No início do terceiro quarto, uma jogada aparentemente kamikaze por parte de New Orleans começa a mudar o jogo. "Onside Kick logo no começo do Q3 é insanidade", pensaram muitos. Bem, como disse Albert Einstein certa feita, "Insanidade é continuar fazendo sempre a mesma coisa e esperar resultados diferentes". Os Saints fizeram diferente, e foram agraciados. o Special Teams de Indianapolis não conseguiu ficar com a posse da bola, soltando-a nos braços de Chris Reis que a agarra. Drew Brees volta à campo e lidera a equipe na campanha que viraria o jogo. NOLA na frente, 13x10. Em seguida, Manning mostra porquê ele é um dos melhores jogadores de todos os tempos e recoloca o Colts na frente, mas não por muito tempo. Desse momento em diante, só um nome se destaca: Drew Brees. Igualando o recorde histórico de passes completos em um Super Bowl, ele ainda atravessa o campo outra vez, para anotar o TD, bonificado com a conversão de dois pontos, o que deixa o placar em 24x17. A bola vai para as mãos de Peyton Manning, o homem em que se depositam as esperanças dos torcedores de Indianapolis. E eis que acontece o clímax da nossa história. 

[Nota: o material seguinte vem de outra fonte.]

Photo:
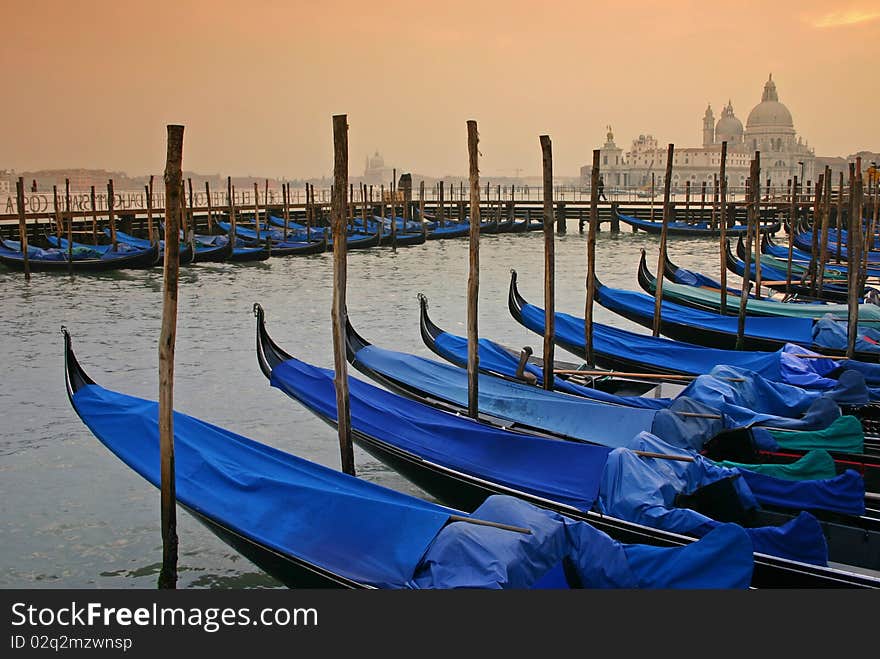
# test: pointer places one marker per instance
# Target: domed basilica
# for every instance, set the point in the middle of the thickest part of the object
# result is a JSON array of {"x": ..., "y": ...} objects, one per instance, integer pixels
[{"x": 769, "y": 129}]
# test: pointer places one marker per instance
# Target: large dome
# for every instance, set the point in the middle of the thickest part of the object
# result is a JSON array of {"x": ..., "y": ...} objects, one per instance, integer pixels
[
  {"x": 728, "y": 126},
  {"x": 770, "y": 112}
]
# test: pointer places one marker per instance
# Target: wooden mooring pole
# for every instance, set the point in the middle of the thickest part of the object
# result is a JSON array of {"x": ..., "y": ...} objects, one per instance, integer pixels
[
  {"x": 210, "y": 205},
  {"x": 823, "y": 238},
  {"x": 340, "y": 257},
  {"x": 148, "y": 191},
  {"x": 67, "y": 212},
  {"x": 22, "y": 226},
  {"x": 95, "y": 215},
  {"x": 111, "y": 201},
  {"x": 722, "y": 224},
  {"x": 591, "y": 258},
  {"x": 792, "y": 229},
  {"x": 473, "y": 366},
  {"x": 661, "y": 261},
  {"x": 549, "y": 262},
  {"x": 752, "y": 221},
  {"x": 167, "y": 338}
]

Voltando aos filmes e quadrinhos: quantas vezes você já viu um herói improvável em uma expressão de arte? Praticamente toda história possui esse ser oculto que fica apenas esperando a hora de se revelar e cair nas graças e na ovação de seu público. Contudo, como disse Humberto Gessinger em sua canção Somos Quem Podemos Ser, "A vida imita o vídeo". E foi exatamente o que aconteceu. A vida imitou com maestria e perfeição o que todos estamos exaustos de ver acontecer em obras de ficção. Como tudo no esporte e na arte, porém, essa dose extra de ficcionismo na vida real veio com alta carga de dramaticidade. 

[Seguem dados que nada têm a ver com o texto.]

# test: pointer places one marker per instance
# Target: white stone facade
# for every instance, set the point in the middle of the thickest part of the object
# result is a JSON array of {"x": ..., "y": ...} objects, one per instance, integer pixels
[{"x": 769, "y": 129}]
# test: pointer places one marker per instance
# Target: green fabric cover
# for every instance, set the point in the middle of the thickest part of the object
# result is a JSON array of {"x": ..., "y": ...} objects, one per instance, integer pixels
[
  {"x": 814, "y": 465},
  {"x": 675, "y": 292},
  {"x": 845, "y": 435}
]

Bola na linha de 31 jardas do campo de ataque dos Colts. Peyton Manning com quase dois segundos para fazer o lançamento, ele olha para Reggie Wayne, faz o passe e... é interceptado por Tracy Porter, que com uma avenida à sua frente corre 74 jardas, direto para a endzone! Este touchdown dá números finais ao jogo, Saints 31x17 Colts, e o primeiro Vince Lombardi Trophy para a franquia. 

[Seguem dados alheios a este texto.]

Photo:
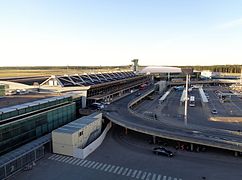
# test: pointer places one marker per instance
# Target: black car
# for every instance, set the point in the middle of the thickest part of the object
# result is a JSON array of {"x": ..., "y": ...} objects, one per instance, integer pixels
[
  {"x": 138, "y": 94},
  {"x": 162, "y": 151}
]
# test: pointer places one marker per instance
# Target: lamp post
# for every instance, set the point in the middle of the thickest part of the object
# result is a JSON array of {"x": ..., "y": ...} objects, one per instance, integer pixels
[{"x": 187, "y": 72}]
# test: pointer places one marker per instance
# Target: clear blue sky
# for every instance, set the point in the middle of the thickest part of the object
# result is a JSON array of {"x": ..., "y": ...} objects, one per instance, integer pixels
[{"x": 113, "y": 32}]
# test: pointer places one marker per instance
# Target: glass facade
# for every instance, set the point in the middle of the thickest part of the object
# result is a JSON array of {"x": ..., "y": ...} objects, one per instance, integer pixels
[{"x": 19, "y": 132}]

Um time que se veste de preto e dourado, as cores da fênix, e que como ela ressurgiu das cinzas para alçar grandes voos. Um time que abriu suas portas para um jogador com o mesmo DNA, e que fez jus à isso, carregando em suas asas a dor do povo da Louisiana que havia perdido muitos bens materiais, mas não sua esperança. E com as mesmas asas que ele carrega para longe a dor do povo da Louisiana, ele trás a alegria e a festa da conquista do primeiro título da NFL da cidade. Este é o New Orleans Saints, este é Drew Brees. Mais que isso: estas são as fênix negras, que deixaram a noite escura de 7 de fevereiro de 2009 de New Orleans um pouco mais dourada. E que me desculpem os fãs da NBA, mas New Orleans tem uma ave, e ela não é o pelicano.